Needless to say, we're both horrible light sleepers who need at least 8 hours of sleep every night.
Once in awhile, if I'm not sleeping well, H will sleep on the sofa (we don't have a guest room...no one stays here!) and I get a very restful night's sleep
He doesn't really mind the sofa. It's usually because he's snoring.
He doesn't snore nearly as much since he cut back on his drinking and lost some weight. Imagine that.
I believe the stats, though. Seems like it came up in conversation the other day in the car.
I like sleeping next to my H, but there are nights that I just can't do it. Our bed and our extra bedroom bed feel completely different. So, on the nights that I can't get comfortable, I always get up and move to the extra room and usually end up sleeping amazingly well. I'll also sleep in there when H has to be up super early or has a long day - I'm a toss-and-turner.
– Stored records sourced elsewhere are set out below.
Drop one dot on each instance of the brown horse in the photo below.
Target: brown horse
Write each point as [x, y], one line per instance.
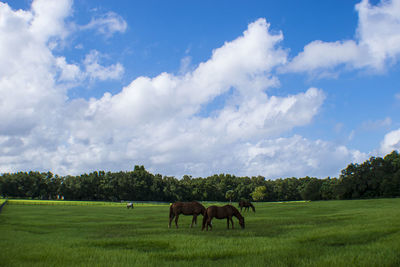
[223, 212]
[186, 208]
[246, 205]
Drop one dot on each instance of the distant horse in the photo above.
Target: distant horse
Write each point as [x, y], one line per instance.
[246, 205]
[186, 208]
[223, 212]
While I'd rather sleep next to H, I always end up sleeping amazingly well when I head to the extra room.
After V was born, I couldn't sleep with H in the bed becuase every time he moved it was excruciatingly painful to me. He stayed on the bed in the nursery until we moved V to his own bed when he was 14 months old.
After M was born, H couldn't sleep through all the noise M made while nursing at night so he slept on the couch until she was probably 6-7 months old and then he slept with us on the weekends and on the couch when he had to go to work.
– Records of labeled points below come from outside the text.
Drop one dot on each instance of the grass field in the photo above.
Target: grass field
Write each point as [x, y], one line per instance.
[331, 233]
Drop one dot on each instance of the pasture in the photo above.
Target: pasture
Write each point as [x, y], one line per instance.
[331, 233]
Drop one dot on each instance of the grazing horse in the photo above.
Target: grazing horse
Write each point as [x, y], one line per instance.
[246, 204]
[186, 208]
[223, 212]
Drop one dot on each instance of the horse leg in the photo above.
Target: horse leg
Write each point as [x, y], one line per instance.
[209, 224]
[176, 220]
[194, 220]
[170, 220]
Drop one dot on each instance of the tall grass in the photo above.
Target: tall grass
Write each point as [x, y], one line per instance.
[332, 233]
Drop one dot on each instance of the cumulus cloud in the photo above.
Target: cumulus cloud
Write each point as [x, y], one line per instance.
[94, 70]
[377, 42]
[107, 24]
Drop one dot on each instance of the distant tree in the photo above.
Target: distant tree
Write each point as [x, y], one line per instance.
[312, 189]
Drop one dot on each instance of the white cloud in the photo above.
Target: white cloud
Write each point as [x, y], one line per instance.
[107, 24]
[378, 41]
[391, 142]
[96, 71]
Now that M is in her own room H and I sleep together again, but I imagine that once this baby is born H will be on the couch again for awhile.
It worked for us, but I know it is not for everyone. I like sleeping with H now, and it if you had asked me 5 years ago, I would have said we would never sleep apart. I'm still shocked when other couples don't sleep together even though we didn't for so long.
I totally violate HIPPA in my sleep! I'll be jabbering on about my patients or something and DH will ask me the next day "hey, did so and so's pneumonia clear up or did you have to transfer him?" He thinks its hilarious when I'm looking at him like "wtf? I didn't tell you about that..."
We don't sleep in separate beds though, even though I am a restless sleeper and after over a year of deployment I'll take his loud azz snoring any day.
I'm another one of those people where, if it's gonna be a restless night, I need space. I usually wind up sleeping on the couch because our couches are comfy. Or, H will sleep on the floor - that's what he did growing up. He NEVER slept in a bed until we started dating.
While I was pregnant, the only comfortable place I could sleep was the couch, so I spent a lot of time there. Now, H and I sleep in the same bed, but it's not rare for us to sleep in two separate places.
Wow! I am glad we are not the only ones! It makes the hubs "sad" when we don't sleep together, but I think he has figured out if I can go off on my own and actually sleep then I am much more pleasant to be around the next day.
We just got a new mattress and it sure helps but...there is something very comforting about my single, girl, pre-real world bed (that is the bed in our guest room) that seems to make everything in my life so much better.
This is why we did it too. I'm much more pleasant if I don't have to wake up every hour at night!